Las casas han de construirse en lugares
espaciosos con amplias zonas verdes.
Los materiales
de construcción han de ser naturales
y no tóxicos.
Las casas han de construirse con materiales
que no contribuyen a la degradación medioambiental en ningún
momento de su ciclo vital: extracción, manufactura, instalación
y uso, ni suponen la explotación de recursos limitados o en peligro.

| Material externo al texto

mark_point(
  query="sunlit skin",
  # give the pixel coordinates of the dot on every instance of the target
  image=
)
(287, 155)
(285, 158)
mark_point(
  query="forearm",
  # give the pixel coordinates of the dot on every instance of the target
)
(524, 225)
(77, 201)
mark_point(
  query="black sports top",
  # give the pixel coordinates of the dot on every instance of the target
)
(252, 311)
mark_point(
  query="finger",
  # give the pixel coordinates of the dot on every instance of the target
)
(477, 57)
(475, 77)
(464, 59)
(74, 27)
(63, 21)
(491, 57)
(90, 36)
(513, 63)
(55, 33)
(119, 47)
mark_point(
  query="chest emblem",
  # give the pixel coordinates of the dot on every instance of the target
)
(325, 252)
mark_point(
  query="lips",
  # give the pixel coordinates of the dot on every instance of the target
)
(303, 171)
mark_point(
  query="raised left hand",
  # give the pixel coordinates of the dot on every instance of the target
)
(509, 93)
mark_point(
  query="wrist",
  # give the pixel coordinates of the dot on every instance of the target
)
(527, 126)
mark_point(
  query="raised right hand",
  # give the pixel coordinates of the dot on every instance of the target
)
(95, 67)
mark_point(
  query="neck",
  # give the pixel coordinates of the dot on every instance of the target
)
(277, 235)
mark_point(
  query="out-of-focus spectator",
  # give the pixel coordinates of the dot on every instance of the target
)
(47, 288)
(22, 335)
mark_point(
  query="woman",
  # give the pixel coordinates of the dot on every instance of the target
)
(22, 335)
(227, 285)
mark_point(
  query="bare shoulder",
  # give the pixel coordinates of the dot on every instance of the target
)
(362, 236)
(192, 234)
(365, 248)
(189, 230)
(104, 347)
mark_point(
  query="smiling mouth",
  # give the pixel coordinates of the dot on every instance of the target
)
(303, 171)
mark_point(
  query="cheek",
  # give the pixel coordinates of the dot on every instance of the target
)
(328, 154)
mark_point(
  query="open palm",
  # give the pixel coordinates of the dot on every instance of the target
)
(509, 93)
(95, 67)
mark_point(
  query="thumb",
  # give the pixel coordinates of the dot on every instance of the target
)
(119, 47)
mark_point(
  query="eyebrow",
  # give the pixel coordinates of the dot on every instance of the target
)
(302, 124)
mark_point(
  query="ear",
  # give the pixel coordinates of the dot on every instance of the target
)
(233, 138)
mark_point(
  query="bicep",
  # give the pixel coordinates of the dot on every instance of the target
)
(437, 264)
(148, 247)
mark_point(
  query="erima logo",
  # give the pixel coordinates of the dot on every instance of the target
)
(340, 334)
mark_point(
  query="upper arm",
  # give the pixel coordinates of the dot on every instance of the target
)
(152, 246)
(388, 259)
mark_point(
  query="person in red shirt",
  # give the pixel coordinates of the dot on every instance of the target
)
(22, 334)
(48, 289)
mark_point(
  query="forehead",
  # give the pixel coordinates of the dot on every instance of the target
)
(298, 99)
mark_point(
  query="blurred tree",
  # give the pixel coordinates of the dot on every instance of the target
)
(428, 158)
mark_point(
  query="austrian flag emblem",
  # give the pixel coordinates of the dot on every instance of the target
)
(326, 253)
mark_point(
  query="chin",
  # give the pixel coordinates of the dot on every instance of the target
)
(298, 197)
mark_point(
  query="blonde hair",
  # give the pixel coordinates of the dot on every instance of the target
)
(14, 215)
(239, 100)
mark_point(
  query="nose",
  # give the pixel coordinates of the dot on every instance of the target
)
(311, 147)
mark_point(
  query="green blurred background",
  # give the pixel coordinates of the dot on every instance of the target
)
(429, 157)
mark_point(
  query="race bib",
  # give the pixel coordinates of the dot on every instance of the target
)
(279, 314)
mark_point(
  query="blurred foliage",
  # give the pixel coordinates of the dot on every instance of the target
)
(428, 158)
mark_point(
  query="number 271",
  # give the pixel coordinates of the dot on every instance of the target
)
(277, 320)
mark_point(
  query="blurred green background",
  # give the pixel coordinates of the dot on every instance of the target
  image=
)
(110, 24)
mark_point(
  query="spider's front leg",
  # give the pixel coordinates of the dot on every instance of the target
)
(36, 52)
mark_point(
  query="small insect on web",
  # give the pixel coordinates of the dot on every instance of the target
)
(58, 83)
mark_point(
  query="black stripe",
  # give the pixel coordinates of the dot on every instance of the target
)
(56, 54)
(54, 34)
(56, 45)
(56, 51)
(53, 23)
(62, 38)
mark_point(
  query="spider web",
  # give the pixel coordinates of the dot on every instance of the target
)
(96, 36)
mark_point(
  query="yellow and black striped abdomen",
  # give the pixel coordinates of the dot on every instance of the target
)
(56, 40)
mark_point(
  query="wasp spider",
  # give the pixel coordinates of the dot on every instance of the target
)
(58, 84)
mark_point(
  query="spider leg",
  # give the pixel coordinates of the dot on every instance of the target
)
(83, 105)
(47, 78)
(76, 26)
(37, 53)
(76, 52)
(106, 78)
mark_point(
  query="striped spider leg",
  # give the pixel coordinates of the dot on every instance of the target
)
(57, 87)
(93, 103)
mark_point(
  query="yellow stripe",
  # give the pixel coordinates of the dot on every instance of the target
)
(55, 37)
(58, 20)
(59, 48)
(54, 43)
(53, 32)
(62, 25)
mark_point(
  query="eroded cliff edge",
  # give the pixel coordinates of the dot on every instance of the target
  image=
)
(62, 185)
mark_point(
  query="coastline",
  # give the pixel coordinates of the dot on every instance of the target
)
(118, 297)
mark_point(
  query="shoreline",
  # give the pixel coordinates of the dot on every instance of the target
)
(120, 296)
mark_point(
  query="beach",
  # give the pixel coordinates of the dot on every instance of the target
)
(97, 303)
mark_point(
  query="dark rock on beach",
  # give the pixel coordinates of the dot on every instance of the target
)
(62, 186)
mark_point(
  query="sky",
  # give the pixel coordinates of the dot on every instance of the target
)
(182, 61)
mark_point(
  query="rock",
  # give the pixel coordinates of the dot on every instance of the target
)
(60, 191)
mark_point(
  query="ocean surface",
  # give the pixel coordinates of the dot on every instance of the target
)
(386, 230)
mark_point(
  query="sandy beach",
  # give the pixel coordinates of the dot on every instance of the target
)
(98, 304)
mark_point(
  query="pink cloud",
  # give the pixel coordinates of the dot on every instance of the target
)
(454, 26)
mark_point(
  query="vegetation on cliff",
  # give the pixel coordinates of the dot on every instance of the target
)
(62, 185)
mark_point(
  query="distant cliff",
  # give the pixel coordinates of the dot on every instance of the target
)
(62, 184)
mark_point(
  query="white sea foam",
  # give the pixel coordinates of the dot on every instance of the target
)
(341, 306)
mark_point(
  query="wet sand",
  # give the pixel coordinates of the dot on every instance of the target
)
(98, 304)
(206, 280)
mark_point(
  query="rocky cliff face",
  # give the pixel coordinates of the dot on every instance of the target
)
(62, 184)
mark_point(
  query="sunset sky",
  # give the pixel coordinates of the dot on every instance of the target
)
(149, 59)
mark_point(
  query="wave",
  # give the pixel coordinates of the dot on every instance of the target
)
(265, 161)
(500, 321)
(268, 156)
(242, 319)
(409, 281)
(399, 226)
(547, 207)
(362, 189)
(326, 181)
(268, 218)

Los materiales que se utilicen en muros, suelos y techos han
de permitir la difusión
del aire.
Los materiales de construcción han de ser higroscópicos,
esto es pueden absorber y liberar el vapor de agua, para que puedan
moderar la humedad interior.
Los materiales de las superficies interiores han de ser capaces
de filtrar el aire y
neutralizar las sustancias contaminantes que lo acompañan.
Se ha de buscar un equilibrio entre la capacidad de almacenar
calor (masa térmica) y los niveles de aislamiento térmico, con
el fin de proporcionar una temperatura
interior agradable.
Siempre que sea posible se recomienda utilizar calefacción radiante
y energía solar.
Las casas deben estar protegidas
contra los ruidos externos y las vibraciones infrasónicas.
Se ha de hacer un uso máximo de la luz
natural y de los colores en el interior.
Se han de minimizar
los campos electromagnéticos , a la vez que se mantienen
los campos magnéticos y eléctricos naturales.